Titik-titik air mulai berjatuhan dari iris violetnya. Isakan tangis mulai terdengar kembali. Ia menutup wajahnya dengan kedua telapak tanggannya. Pikirannya mulai melayang ke kejadian saat itu, dimana ia menyaksikan sendiri bagaimana kejadian itu terjadi. Sekarang, gadis itu menangis-

"Hiks … Hitsugaya-kun … hiks … maafkan aku ..."

-bukan karena ia takut,

"Aku sangat menyesal ... aku ... akan menunggumu hingga bangun ... terus menunggumu ..."

-melainkan karena ia menyadari begitu bodoh dirinya saat itu.

.

Bleach © Tite Kubo

Still Wait

AU! HitsuRuki!

Warning : OOC! Typo! Ga nyambung!

.

.

.

Tiga hari yang lalu …

.

Gelak tawa terdengar dari kamar gadis berambut cepol ketika ia mengutarakan isi hatinya. Sungguh tidak ada yang menyangka kalau ternyata lelaki yang mengisi hati sang gadis bercepol adalah si pangeran es, yaitu Hitsugaya Toushiro, lelaki yang sangat jenius dalam bidang apapun dan mempunyai sifat dingin sedingin es tapi ada satu hal yang disayangkan yaitu … tinggi badannya …

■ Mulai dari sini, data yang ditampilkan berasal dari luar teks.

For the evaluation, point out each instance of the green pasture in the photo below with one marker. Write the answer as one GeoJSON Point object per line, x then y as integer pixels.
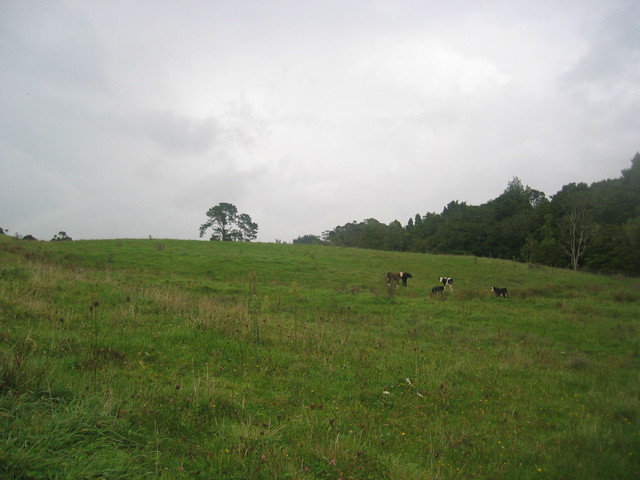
{"type": "Point", "coordinates": [190, 359]}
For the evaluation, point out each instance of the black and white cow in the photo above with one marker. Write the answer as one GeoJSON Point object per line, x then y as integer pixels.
{"type": "Point", "coordinates": [500, 292]}
{"type": "Point", "coordinates": [397, 276]}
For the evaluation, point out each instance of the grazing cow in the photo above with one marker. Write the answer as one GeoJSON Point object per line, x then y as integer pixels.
{"type": "Point", "coordinates": [447, 281]}
{"type": "Point", "coordinates": [500, 292]}
{"type": "Point", "coordinates": [397, 276]}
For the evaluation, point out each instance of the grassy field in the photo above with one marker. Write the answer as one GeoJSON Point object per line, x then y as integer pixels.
{"type": "Point", "coordinates": [185, 359]}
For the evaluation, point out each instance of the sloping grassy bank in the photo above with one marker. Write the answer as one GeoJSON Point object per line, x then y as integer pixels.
{"type": "Point", "coordinates": [181, 359]}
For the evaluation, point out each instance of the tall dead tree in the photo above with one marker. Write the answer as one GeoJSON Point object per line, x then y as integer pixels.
{"type": "Point", "coordinates": [577, 231]}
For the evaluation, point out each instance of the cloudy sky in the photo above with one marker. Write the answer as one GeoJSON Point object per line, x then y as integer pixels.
{"type": "Point", "coordinates": [124, 119]}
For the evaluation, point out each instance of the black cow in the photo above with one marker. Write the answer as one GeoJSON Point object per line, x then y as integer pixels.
{"type": "Point", "coordinates": [447, 281]}
{"type": "Point", "coordinates": [500, 292]}
{"type": "Point", "coordinates": [397, 276]}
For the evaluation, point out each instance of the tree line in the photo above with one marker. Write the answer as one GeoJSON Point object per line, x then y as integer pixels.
{"type": "Point", "coordinates": [595, 226]}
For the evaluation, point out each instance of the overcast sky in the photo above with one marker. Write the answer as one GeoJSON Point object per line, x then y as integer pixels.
{"type": "Point", "coordinates": [124, 119]}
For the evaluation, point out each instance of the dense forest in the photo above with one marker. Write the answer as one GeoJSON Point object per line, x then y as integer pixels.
{"type": "Point", "coordinates": [594, 227]}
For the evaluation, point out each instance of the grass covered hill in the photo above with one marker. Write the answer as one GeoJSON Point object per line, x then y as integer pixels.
{"type": "Point", "coordinates": [185, 359]}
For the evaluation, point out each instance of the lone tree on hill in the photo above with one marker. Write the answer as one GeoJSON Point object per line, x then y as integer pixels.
{"type": "Point", "coordinates": [228, 226]}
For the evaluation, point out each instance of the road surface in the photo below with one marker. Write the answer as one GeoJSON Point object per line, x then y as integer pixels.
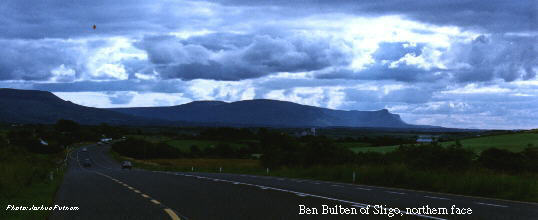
{"type": "Point", "coordinates": [105, 191]}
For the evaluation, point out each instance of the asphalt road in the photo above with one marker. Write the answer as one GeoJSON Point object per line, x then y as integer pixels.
{"type": "Point", "coordinates": [105, 191]}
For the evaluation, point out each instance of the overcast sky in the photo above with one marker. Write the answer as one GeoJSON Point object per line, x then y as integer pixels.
{"type": "Point", "coordinates": [457, 63]}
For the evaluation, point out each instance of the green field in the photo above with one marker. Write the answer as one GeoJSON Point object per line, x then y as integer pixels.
{"type": "Point", "coordinates": [185, 144]}
{"type": "Point", "coordinates": [512, 142]}
{"type": "Point", "coordinates": [26, 181]}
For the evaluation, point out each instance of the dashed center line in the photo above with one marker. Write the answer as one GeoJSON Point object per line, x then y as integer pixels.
{"type": "Point", "coordinates": [400, 193]}
{"type": "Point", "coordinates": [172, 214]}
{"type": "Point", "coordinates": [155, 201]}
{"type": "Point", "coordinates": [363, 188]}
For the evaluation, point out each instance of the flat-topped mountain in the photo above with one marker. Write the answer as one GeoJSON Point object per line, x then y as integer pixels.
{"type": "Point", "coordinates": [265, 112]}
{"type": "Point", "coordinates": [32, 106]}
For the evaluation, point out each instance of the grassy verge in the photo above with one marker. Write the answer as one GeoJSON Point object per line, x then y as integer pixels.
{"type": "Point", "coordinates": [480, 182]}
{"type": "Point", "coordinates": [26, 181]}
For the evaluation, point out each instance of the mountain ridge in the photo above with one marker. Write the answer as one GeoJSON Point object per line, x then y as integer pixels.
{"type": "Point", "coordinates": [34, 106]}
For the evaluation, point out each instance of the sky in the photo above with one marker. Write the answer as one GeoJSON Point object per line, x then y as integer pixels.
{"type": "Point", "coordinates": [458, 63]}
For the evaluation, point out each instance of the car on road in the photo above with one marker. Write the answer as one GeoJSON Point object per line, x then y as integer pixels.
{"type": "Point", "coordinates": [87, 162]}
{"type": "Point", "coordinates": [126, 165]}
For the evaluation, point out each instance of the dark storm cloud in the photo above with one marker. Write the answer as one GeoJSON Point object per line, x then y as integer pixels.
{"type": "Point", "coordinates": [383, 69]}
{"type": "Point", "coordinates": [236, 60]}
{"type": "Point", "coordinates": [482, 59]}
{"type": "Point", "coordinates": [163, 86]}
{"type": "Point", "coordinates": [120, 98]}
{"type": "Point", "coordinates": [492, 15]}
{"type": "Point", "coordinates": [72, 19]}
{"type": "Point", "coordinates": [392, 51]}
{"type": "Point", "coordinates": [30, 60]}
{"type": "Point", "coordinates": [486, 58]}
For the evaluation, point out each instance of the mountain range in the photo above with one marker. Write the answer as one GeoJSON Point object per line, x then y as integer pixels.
{"type": "Point", "coordinates": [33, 106]}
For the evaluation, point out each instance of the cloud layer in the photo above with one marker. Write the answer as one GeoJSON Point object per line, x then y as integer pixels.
{"type": "Point", "coordinates": [450, 63]}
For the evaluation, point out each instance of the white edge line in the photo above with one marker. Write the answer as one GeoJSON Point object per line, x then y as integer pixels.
{"type": "Point", "coordinates": [356, 204]}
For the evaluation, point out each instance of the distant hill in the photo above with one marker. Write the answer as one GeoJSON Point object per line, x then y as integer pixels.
{"type": "Point", "coordinates": [264, 112]}
{"type": "Point", "coordinates": [32, 106]}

"Su-sudah kubilang jangan ketawa!" seru Momo sambil menahan malu. Pipinya sudah merah padam dan ia salting tidak karuan.

"Jadi Hinamori, kau menyukai Hitsugaya-kun dari dulu?" Tanya Rukia menahan tawanya.

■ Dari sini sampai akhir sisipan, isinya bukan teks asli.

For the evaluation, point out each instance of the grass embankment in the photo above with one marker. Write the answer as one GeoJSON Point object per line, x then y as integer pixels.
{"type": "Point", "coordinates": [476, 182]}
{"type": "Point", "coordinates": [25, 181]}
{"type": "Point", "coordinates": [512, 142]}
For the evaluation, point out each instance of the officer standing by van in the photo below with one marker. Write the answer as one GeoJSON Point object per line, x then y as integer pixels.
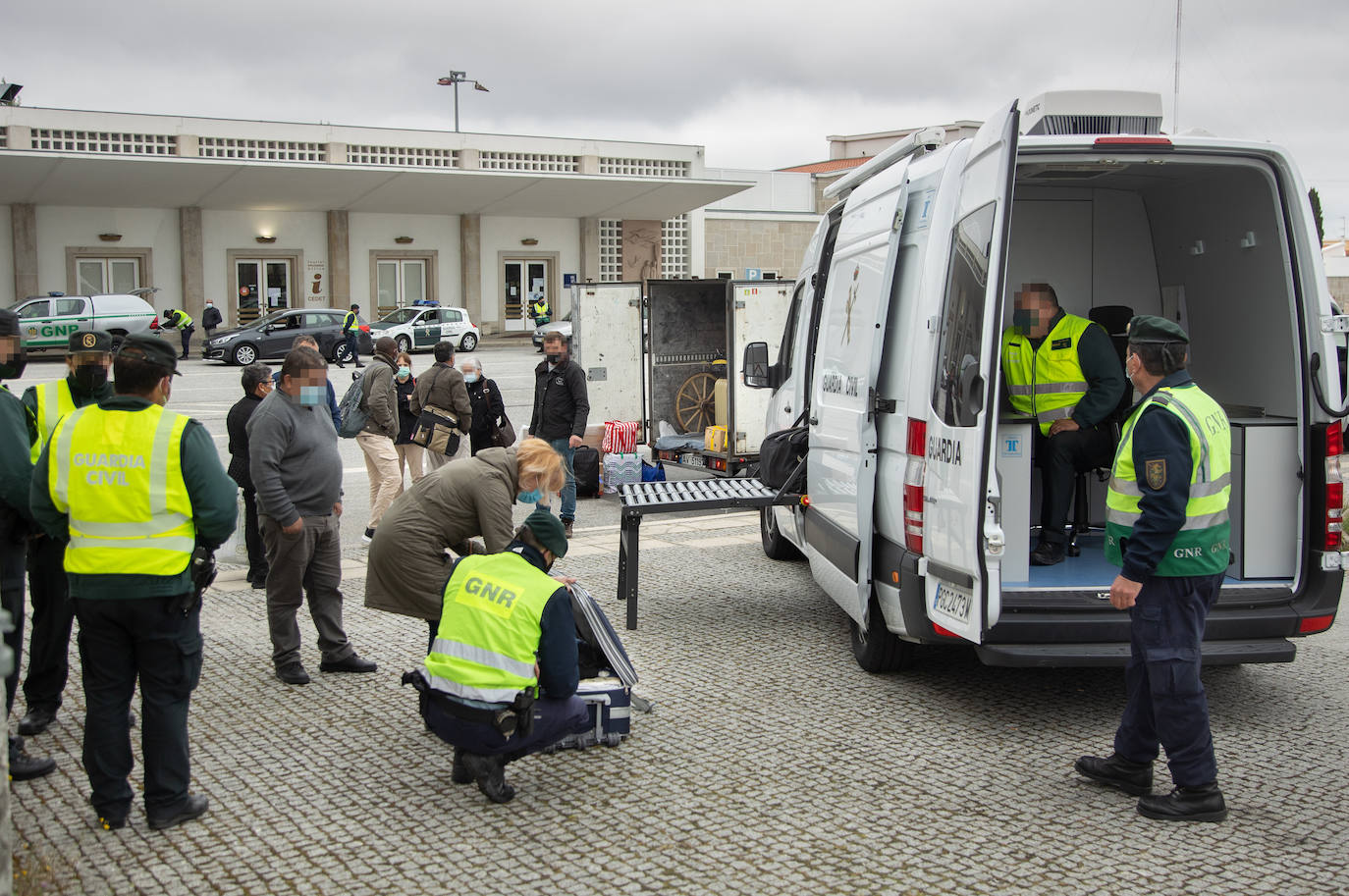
{"type": "Point", "coordinates": [1063, 370]}
{"type": "Point", "coordinates": [137, 490]}
{"type": "Point", "coordinates": [87, 364]}
{"type": "Point", "coordinates": [1167, 529]}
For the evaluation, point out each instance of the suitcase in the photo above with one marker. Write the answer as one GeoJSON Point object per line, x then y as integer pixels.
{"type": "Point", "coordinates": [610, 706]}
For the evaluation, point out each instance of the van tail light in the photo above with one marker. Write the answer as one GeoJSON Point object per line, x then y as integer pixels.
{"type": "Point", "coordinates": [916, 449]}
{"type": "Point", "coordinates": [1334, 485]}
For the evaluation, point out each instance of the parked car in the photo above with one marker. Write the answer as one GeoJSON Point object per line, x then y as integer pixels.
{"type": "Point", "coordinates": [47, 320]}
{"type": "Point", "coordinates": [271, 337]}
{"type": "Point", "coordinates": [421, 327]}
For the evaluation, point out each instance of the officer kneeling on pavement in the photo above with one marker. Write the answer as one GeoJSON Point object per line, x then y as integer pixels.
{"type": "Point", "coordinates": [140, 499]}
{"type": "Point", "coordinates": [501, 677]}
{"type": "Point", "coordinates": [1167, 528]}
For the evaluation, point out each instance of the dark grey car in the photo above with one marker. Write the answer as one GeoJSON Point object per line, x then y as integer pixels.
{"type": "Point", "coordinates": [271, 337]}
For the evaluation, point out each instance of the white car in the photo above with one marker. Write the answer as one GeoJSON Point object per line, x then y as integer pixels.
{"type": "Point", "coordinates": [420, 328]}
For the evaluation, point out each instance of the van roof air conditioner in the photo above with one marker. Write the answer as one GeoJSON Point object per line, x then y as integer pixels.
{"type": "Point", "coordinates": [1068, 112]}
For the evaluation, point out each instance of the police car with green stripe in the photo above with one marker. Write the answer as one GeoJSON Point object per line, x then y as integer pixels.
{"type": "Point", "coordinates": [46, 321]}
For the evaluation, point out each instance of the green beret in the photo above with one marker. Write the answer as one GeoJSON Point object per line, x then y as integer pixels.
{"type": "Point", "coordinates": [89, 341]}
{"type": "Point", "coordinates": [549, 532]}
{"type": "Point", "coordinates": [1150, 328]}
{"type": "Point", "coordinates": [150, 349]}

"Ja-jangan ketawa, Baka Rukia!" seru Momo sambil memukul pelan bahu gadis berambut raven itu. Semburat tipis masih menempel di pipi gadis itu.

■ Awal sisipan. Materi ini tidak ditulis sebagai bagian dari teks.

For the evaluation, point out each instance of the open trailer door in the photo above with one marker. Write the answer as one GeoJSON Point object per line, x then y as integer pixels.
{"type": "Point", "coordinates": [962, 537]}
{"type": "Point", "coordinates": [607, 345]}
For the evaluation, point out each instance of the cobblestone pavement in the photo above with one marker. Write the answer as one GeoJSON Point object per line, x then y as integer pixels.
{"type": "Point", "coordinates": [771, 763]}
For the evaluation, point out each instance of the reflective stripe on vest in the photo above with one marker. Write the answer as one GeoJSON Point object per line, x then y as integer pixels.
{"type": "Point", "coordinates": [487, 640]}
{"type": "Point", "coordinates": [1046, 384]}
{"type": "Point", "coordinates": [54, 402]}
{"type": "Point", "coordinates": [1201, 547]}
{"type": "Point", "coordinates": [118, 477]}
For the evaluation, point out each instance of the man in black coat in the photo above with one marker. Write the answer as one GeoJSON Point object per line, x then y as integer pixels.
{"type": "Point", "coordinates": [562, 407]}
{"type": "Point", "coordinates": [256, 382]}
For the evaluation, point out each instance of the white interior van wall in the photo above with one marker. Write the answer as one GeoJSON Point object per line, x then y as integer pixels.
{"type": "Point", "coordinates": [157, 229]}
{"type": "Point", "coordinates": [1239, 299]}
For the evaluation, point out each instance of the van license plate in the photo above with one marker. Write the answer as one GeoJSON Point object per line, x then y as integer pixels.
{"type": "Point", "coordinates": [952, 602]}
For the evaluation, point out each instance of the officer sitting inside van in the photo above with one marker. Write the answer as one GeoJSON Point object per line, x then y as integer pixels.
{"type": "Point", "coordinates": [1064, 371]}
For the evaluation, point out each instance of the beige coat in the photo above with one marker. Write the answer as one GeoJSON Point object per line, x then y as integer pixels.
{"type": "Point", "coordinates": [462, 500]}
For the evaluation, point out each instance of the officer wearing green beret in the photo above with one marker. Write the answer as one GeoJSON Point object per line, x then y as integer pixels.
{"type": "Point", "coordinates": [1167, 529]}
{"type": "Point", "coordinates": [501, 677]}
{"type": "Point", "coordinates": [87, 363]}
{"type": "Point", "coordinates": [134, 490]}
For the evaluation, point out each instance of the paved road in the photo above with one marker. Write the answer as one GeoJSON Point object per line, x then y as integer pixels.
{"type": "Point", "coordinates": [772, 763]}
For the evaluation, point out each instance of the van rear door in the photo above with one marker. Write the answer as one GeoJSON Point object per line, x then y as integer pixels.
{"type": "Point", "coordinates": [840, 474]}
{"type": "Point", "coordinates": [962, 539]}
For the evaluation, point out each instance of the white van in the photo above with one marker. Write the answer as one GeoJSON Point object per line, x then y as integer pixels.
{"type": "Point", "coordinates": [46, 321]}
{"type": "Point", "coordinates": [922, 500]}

Rukia mencoba menahan ketawanya. "Ha-habis dari dulu, kau selalu terdengar menyukai orang yang tidak ada di sekolah kita! Tapi … memangnya benar kau menyukainya?"

"Ng … iya … tapi aku juga masih bingung sama perasaan ini …" ungkap gadis bercepol itu ragu. "… tapi jika aku benar-benar menyukainya … apa itu aneh?"

Gadis berambut oren yang duduk di sebelah Rukia menggeleng cepat. "Tentu tidak! Hm … kenapa kau bisa menyukainya?"

Gadis bercepol yang bernama Momo Hinamori itu menggeleng. "Aku tidak mengetahui pasti … apa benar aku memilliki perasaan terhadapnya atau tidak …" ungkapnya pelan. Ia tersenyum kecil. "Tapi … entah kenapa aku … merasa ada yang aneh jika dekat dengannya … aku … sangat nyaman berada di dekatnya … deg-degan lalu senang bisa bersamanya … dan akhir-akhir ini aku sering memimpikannya dan memikirkannya …" Hinamori tersenyum lebar, membayangkan saat-saat itu.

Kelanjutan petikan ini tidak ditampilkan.